Similarly, on a biology worksheet labeling cell organelles, ChatGPT Image 2 mis-labeled several structures and left some blank. Nanobanana did even worse. These models don’t have built-in, reliable visual knowledge of every scientific diagram.
Spatial reasoning and games
On a floor plan-to-photo task—“generate a realistic photo of this room from the main door”—ChatGPT Image 2 misunderstood the perspective and rendered the room from the wrong angle. Nanobanana, while imperfect (e.g., bathtub orientation), at least roughly matched the requested viewpoint.
Chess is another weak spot. Given a mid-game board where black is checkmated in two moves, ChatGPT Image 2 suggested an illegal queen move and didn’t produce a valid sequence. Nanobanana’s board state didn’t even make sense and skipped the move explanation entirely.
Fine-grained puzzles and dense crowds
On a “Where’s Waldo?” style scene, ChatGPT Image 2 generated a big crowd, but the people degraded into squiggles when zoomed in—too low-detail for an actual search puzzle. Nanobanana made the opposite mistake: it added too many Waldos, breaking the core mechanic of the game.
Specs, Access, and Performance
Here’s what you need to know if you want to start using ChatGPT Image 2.
How to use it
• Available in ChatGPT for all users, including the free tier.
• In the ChatGPT interface, choose “create an image” and type your prompt.
• You can specify aspect ratios directly in the prompt (e.g., “16:9”, “1:1”, “3:1”).
On the free plan, you get a small number of generations per day (roughly 3–5), which then reset. Paid plans raise those limits and also give you more flexibility and speed.
ChatGPT Image 2 is also accessible via API and through third-party platforms that integrate OpenAI’s image endpoint.
Resolution and languages
• Up to 2K resolution via API or third-party tools.
• In the native ChatGPT UI (especially on the free plan), images are typically capped at 1K resolution.
• Strong multilingual support with much better non-Latin text generation (Chinese, Japanese, Korean, and more), making it suitable for localized posters, UIs, and signage.
Knowledge and tool use
The model itself has a built-in knowledge cutoff (described as December 2025 in the transcript), but when you use it through ChatGPT with a “thinking” or agent-style model, it can combine image generation with live web search and tools. That means you can:
• Fetch up-to-date information via text tools.
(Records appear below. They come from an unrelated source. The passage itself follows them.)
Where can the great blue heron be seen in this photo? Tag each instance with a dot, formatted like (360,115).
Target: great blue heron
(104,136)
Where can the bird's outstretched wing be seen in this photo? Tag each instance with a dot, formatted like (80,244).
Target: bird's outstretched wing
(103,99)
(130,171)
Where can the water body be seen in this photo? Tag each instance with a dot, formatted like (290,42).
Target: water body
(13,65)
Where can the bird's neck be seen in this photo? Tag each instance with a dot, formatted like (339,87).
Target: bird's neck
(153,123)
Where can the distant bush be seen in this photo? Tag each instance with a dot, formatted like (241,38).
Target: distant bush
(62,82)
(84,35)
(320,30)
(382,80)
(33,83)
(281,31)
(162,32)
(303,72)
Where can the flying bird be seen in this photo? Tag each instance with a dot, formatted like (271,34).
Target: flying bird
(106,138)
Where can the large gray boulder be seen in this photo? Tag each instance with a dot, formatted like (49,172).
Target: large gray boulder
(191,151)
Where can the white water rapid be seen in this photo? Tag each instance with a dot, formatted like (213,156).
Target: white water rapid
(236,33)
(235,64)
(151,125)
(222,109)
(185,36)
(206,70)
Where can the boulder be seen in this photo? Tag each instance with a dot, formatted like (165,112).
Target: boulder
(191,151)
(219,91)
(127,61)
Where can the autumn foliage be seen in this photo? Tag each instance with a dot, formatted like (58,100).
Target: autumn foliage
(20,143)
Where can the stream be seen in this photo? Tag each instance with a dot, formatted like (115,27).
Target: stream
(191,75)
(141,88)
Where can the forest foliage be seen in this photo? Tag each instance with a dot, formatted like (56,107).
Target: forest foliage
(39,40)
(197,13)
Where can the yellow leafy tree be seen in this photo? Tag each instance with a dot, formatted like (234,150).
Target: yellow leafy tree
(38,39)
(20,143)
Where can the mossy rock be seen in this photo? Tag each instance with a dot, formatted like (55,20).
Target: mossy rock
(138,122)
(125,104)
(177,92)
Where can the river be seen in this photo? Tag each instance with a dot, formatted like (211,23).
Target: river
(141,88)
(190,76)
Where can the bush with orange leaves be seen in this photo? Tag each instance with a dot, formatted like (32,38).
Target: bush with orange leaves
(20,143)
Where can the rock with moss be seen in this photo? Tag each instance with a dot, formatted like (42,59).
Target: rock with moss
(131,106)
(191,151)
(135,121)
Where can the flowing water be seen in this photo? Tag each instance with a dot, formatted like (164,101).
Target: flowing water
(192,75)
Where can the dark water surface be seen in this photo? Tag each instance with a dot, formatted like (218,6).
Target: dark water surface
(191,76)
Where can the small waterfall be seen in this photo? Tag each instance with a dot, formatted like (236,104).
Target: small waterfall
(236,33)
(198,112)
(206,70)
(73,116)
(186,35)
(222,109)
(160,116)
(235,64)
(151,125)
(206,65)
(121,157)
• Turn that data into charts, infographics, or visual reports with Image 2.
It’s particularly useful for generating sets of related images at once: multi-page comics, multiple redesign options, or variants in different languages and aspect ratios.
Benchmark performance
On independent leaderboards like Arena, where users blind-compare model outputs, ChatGPT Image 2 ranks significantly higher than Nanobanana and other major models for both text-to-image and image editing. It leads across categories such as:
• 3D and product visualization
• Art, cartoon, anime, and fantasy
• Photorealism and portraits
• Branding, logos, and marketing design
• Text rendering and multi-image editing
Should You Use ChatGPT Image 2?
For most practical use cases—marketing assets, UI mockups, infographics, brand systems, storyboards, and realistic photos—ChatGPT Image 2 is currently one of the best options available, especially if you care about legible text and structured layouts.
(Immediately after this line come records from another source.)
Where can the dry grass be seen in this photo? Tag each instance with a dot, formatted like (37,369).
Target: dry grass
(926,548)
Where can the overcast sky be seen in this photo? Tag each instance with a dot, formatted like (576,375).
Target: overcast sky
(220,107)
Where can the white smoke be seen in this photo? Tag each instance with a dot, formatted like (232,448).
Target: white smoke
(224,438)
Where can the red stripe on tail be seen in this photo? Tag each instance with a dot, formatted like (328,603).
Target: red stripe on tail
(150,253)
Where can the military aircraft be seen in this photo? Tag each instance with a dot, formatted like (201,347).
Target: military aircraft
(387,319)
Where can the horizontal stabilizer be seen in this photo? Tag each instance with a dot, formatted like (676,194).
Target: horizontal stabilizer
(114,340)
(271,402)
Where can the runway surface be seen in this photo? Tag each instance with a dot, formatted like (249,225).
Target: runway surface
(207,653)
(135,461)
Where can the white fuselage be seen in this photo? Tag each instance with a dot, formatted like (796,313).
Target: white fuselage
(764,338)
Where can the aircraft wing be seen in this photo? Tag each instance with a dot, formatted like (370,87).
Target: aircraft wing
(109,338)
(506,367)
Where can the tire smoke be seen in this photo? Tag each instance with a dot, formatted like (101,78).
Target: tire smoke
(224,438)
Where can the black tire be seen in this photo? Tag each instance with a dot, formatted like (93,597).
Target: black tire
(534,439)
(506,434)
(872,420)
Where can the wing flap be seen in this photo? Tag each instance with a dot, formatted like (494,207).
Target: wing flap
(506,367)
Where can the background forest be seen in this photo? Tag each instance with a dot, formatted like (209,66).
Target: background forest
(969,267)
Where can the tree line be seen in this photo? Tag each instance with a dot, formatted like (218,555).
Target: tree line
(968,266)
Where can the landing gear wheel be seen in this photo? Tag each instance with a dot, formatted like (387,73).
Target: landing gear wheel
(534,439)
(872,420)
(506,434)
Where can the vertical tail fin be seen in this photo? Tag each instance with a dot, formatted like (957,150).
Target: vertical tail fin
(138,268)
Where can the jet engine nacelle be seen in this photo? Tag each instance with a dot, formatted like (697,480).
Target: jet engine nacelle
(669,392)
It’s not a replacement for domain expertise in science, geography, or games like chess, and it can still hallucinate details. But as a visual creation tool, it’s a huge step up from previous generations and a clear upgrade over Nanobanana Pro in the vast majority of tests.
The best part: you can try it right now in the free version of ChatGPT. If you work with content, design, or data, it’s absolutely worth experimenting with to see how much of your visual workflow you can offload to AI.